If you’ve stumbled across my posts on mysteries before, you know that audiobooks are my favorite way to consume the mystery genre as a whole (thrillers and suspense included), as well as my favorite genre to consume via audiobook (which is the obverse of the previous statement. In this case, correlation and causation are actually linked). So I’ve gathered a list of Christie-esque audiobooks to launch you into Fall, aka Spooky Season.
A Man Lay Dead by Ngaio Marsh
Mid-century mystery authorship was ruled by the Queens of Crime: Agatha Christie, Dorothy Sayers, Margery Allingham, and New Zealander Ngaio Marsh. A Man Lay Dead is the first of thirty-three Inspector Roderick Alleyn novels. It follows the Country House and A Game Turns Deadly tropes, wherein a game of “Solve the Murder” turns very real indeed.

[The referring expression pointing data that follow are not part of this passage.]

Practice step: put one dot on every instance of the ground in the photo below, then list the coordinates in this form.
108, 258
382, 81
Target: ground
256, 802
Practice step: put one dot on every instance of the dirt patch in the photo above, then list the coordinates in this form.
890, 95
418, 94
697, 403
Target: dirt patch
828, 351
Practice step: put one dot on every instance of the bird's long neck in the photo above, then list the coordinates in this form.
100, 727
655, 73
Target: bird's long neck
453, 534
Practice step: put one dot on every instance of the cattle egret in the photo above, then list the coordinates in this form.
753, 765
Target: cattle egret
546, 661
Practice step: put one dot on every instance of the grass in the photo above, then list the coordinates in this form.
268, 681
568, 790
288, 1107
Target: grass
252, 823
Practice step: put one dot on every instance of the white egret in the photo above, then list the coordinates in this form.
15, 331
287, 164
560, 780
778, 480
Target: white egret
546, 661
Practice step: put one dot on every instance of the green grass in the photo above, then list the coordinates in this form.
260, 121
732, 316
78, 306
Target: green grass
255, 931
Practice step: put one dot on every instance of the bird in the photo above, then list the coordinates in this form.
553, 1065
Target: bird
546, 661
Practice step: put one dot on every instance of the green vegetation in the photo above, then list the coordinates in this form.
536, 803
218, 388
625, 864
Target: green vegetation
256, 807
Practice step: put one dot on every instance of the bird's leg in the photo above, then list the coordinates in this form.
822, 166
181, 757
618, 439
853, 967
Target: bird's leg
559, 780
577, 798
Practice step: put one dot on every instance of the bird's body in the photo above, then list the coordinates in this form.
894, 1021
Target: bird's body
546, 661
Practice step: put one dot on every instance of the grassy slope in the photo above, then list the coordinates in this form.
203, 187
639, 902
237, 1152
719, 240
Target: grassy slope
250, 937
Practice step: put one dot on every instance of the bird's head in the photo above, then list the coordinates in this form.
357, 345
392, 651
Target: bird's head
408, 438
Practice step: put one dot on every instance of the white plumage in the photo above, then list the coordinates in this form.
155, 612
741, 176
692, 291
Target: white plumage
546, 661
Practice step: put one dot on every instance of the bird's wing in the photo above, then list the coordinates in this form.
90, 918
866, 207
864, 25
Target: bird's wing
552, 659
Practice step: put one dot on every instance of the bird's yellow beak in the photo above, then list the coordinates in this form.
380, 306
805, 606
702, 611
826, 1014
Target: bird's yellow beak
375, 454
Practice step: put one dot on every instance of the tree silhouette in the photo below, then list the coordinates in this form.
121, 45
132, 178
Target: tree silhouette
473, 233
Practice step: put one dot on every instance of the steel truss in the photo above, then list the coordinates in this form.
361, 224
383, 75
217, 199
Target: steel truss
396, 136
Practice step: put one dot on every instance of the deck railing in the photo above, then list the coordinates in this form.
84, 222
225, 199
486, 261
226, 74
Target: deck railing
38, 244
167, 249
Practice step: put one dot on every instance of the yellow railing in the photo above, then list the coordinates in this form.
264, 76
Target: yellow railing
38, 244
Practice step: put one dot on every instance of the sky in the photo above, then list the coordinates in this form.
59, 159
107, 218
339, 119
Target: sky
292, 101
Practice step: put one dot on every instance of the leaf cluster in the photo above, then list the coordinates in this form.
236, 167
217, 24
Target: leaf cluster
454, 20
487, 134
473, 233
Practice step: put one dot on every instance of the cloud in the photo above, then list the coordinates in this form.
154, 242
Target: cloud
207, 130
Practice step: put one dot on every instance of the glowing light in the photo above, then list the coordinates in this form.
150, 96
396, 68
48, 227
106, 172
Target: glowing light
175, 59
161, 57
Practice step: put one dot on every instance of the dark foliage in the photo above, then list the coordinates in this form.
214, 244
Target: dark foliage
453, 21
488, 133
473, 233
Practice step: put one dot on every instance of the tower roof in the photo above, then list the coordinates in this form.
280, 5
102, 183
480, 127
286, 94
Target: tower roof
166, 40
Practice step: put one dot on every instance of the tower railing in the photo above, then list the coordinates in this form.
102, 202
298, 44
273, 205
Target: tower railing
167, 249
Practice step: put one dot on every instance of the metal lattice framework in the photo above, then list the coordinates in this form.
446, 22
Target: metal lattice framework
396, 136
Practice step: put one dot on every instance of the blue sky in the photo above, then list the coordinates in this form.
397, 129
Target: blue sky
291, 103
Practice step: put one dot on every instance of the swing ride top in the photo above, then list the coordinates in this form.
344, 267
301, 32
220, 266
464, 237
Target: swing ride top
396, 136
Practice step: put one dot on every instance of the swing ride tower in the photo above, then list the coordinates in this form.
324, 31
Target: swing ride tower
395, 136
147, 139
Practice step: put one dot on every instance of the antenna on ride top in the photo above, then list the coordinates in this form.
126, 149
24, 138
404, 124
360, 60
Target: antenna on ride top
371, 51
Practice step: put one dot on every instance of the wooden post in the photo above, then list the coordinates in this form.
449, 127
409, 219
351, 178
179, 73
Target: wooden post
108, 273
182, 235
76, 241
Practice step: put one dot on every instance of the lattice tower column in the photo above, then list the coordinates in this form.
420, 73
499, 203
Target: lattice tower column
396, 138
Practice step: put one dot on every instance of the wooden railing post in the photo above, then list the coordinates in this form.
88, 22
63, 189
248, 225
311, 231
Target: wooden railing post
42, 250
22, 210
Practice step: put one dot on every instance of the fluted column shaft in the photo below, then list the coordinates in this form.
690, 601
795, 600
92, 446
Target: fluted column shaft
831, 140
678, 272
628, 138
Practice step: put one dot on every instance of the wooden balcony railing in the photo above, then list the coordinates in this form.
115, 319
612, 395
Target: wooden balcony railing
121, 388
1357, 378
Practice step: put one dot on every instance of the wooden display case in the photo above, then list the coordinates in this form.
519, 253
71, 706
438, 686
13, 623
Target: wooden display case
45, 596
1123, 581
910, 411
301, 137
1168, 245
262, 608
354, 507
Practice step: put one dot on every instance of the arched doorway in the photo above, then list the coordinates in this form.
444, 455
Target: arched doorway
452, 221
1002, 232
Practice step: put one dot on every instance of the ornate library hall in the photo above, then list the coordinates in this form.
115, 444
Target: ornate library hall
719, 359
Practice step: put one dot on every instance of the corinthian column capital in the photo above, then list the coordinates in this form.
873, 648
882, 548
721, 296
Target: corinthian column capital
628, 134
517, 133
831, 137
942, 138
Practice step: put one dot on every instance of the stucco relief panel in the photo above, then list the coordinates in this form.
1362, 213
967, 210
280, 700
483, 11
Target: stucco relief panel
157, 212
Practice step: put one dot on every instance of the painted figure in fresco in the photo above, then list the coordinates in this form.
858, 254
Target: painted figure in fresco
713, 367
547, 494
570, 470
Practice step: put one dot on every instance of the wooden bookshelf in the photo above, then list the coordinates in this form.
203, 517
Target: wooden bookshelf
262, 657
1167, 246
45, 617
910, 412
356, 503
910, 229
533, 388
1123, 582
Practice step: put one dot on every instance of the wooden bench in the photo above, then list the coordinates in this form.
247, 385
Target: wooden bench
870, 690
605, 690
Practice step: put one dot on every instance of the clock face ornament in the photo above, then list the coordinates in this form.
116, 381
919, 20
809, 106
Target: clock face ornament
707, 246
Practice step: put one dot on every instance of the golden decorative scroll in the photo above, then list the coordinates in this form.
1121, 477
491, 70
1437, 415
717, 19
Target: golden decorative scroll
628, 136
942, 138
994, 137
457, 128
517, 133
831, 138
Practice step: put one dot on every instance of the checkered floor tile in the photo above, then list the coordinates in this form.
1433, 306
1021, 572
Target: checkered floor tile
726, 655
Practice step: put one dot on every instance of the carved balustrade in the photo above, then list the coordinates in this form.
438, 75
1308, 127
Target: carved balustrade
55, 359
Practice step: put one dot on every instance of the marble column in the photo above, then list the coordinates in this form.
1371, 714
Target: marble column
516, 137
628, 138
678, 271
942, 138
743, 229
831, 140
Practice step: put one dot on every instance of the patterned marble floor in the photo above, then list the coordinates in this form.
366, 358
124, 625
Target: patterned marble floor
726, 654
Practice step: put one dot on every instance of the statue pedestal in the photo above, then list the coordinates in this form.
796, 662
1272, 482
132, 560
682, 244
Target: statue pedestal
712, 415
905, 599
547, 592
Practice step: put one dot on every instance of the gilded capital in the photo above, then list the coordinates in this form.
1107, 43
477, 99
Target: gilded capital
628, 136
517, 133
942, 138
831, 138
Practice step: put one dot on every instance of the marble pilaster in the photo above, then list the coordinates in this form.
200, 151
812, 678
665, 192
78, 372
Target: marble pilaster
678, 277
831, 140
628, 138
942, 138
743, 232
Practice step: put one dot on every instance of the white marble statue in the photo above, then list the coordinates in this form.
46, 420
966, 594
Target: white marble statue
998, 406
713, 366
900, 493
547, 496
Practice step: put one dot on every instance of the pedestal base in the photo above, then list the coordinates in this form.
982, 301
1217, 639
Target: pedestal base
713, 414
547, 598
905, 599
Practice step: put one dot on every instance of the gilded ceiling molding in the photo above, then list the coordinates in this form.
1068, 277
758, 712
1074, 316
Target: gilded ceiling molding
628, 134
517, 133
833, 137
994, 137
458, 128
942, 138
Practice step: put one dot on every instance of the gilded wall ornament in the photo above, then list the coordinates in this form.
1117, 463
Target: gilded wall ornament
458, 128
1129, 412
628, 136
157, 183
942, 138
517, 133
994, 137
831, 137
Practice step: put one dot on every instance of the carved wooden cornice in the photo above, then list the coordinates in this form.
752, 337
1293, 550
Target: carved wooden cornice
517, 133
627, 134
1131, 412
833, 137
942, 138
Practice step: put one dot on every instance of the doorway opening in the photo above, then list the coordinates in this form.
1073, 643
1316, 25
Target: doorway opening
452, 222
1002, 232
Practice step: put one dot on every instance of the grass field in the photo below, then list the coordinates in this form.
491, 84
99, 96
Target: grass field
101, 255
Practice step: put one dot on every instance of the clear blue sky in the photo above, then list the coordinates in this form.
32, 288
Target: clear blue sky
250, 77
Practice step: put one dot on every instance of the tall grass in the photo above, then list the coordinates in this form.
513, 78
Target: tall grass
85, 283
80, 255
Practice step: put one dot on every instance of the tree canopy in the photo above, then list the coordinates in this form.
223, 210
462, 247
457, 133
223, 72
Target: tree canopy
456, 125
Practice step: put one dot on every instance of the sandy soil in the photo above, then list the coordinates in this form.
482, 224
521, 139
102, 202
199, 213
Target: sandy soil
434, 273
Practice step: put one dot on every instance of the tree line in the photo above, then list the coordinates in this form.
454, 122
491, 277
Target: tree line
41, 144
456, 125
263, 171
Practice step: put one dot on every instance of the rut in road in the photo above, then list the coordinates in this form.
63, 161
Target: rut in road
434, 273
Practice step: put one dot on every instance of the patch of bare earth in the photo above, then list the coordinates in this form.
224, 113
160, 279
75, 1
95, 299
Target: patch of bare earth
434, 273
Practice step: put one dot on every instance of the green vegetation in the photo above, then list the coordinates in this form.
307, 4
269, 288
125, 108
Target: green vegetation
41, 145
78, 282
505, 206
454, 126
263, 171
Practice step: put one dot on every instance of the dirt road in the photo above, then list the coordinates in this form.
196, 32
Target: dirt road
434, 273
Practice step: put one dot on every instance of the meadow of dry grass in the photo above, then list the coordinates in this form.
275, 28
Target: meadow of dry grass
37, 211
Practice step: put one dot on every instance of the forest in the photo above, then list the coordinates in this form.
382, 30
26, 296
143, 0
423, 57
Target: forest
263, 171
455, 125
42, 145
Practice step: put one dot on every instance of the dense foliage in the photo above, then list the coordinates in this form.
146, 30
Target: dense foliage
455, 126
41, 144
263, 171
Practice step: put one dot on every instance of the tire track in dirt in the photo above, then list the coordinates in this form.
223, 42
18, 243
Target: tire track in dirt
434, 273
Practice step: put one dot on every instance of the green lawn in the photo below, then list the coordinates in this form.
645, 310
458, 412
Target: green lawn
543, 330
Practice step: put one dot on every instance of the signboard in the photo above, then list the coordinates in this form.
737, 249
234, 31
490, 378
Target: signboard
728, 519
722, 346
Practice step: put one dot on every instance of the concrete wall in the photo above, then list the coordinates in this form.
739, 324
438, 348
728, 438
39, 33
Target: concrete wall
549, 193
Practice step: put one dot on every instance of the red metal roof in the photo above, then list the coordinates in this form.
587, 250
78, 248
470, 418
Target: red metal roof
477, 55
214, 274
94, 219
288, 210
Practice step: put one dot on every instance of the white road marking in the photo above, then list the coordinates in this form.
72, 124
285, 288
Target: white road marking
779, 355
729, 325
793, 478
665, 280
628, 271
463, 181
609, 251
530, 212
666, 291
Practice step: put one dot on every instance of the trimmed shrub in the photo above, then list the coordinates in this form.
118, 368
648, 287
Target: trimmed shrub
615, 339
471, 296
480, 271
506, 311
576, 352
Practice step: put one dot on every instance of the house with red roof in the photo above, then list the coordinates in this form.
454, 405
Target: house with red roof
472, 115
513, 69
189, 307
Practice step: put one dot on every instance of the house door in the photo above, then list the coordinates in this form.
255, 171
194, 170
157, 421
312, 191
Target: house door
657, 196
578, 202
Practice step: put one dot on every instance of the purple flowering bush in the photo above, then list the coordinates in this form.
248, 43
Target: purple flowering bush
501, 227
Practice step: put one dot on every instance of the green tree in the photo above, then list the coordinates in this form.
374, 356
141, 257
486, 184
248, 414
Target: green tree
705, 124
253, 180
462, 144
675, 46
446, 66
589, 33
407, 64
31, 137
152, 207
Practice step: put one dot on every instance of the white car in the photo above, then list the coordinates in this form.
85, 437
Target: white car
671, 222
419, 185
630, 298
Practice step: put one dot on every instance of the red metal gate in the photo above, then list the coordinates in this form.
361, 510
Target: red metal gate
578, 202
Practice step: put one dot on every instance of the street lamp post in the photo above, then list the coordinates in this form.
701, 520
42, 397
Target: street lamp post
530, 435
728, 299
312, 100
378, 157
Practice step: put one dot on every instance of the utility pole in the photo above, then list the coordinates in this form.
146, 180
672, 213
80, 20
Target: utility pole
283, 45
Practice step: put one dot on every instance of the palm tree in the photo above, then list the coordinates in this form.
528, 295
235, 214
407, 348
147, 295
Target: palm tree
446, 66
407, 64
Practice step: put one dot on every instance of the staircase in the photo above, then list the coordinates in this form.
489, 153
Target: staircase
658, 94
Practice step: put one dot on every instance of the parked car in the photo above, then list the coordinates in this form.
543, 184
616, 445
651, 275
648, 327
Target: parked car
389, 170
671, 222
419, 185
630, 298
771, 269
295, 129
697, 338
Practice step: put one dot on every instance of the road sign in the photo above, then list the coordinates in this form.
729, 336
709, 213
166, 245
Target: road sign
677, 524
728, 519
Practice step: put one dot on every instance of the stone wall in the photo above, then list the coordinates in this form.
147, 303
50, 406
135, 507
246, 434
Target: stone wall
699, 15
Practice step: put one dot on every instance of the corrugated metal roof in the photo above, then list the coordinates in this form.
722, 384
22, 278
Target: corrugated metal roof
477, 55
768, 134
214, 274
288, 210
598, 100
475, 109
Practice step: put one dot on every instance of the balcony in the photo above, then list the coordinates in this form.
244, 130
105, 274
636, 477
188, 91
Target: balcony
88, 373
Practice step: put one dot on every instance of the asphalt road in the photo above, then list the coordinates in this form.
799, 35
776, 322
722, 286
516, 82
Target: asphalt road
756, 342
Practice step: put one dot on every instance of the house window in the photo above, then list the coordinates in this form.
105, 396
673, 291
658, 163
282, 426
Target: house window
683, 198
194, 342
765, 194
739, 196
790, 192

Whose Body? by Dorothy L. Sayers
Lord Peter Death Bredon Wimsey is Sayers’s beloved amateur sleuth, privately trying to determine to whom the pince-nez-wearing body in the bathtub belongs to. He goes on to work on 11 other mysteries, published between 1923 and 1937.
The White Cottage Mystery by Margery Allingham
Our final Queen of Crime, Allingham published The White Cottage Mystery as a serial at first. Albert Campion, her gentleman sleuth, investigates the murder of recluse Eric Crowther, whose death could have been perpetrated by any one of seven suspects, all who have a good reason to want Crowther dead. Allingham went on to publish Campion novels until her death in 1968, and the series continued — some with her notes and some without — until 2014.
The Unexpected Inheritance of Inspector Chopra by Vaseem Khan
Inspector Chopra is retiring today. Or he would have if he hadn’t stumbled across two mysteries: a baby elephant and the suspicious drowning of a young boy. Back on the job — to some degree — Chopra is about to realize that someone really, really doesn’t want either mystery to be solved.
Dragonfish by Vu Tran
Robert’s wife Suzy left him, and he can’t let it go. When she disappears from her second husband, a violent smuggler who blackmails Robert to find her, Robert finds himself traversing the backstage of Vietnamese Las Vegas. Suzy’s past may have come for her, but they’ll need to discover what it is before they can do anything about it.
Smaller and Smaller Circles by F. H. Batacan
Generally considered the first Filipino crime novel, Smaller and Smaller Circles won the Philippine National Book Award in 2002. Two Jesuit priests — a forensic anthropologist and his protégé — are seeking a serial killer in Payatas, a 50-acre dump northeast of the city, where thousands of inhabitants scrounge desperately for a living.
Aunty Lee’s Delights by Ovidia Yu
Aunty Lee is the proprietor of Singapore’s beloved home-cooking restaurant, a wealthy widow, and an amateur sleuth. When one of her guests fails to attend a dinner party at the same time a body is found in one of Singapore’s tourist havens, she knows the two must be related.
Take Out by Margaret Maron
Two homeless men have died in the West Village, and Sigrid is called to investigate. One of the bodies shows no signs of drug use, and further investigation turns up poisoned containers of takeout food nearby. While unraveling the mystery, the neighborhood’s secrets begin to emerge.
And there you have it! Some one-offs, a trilogy (Aunty Lee), and several dozen books by the Queens of Crime should hold us over until spring, right? Right?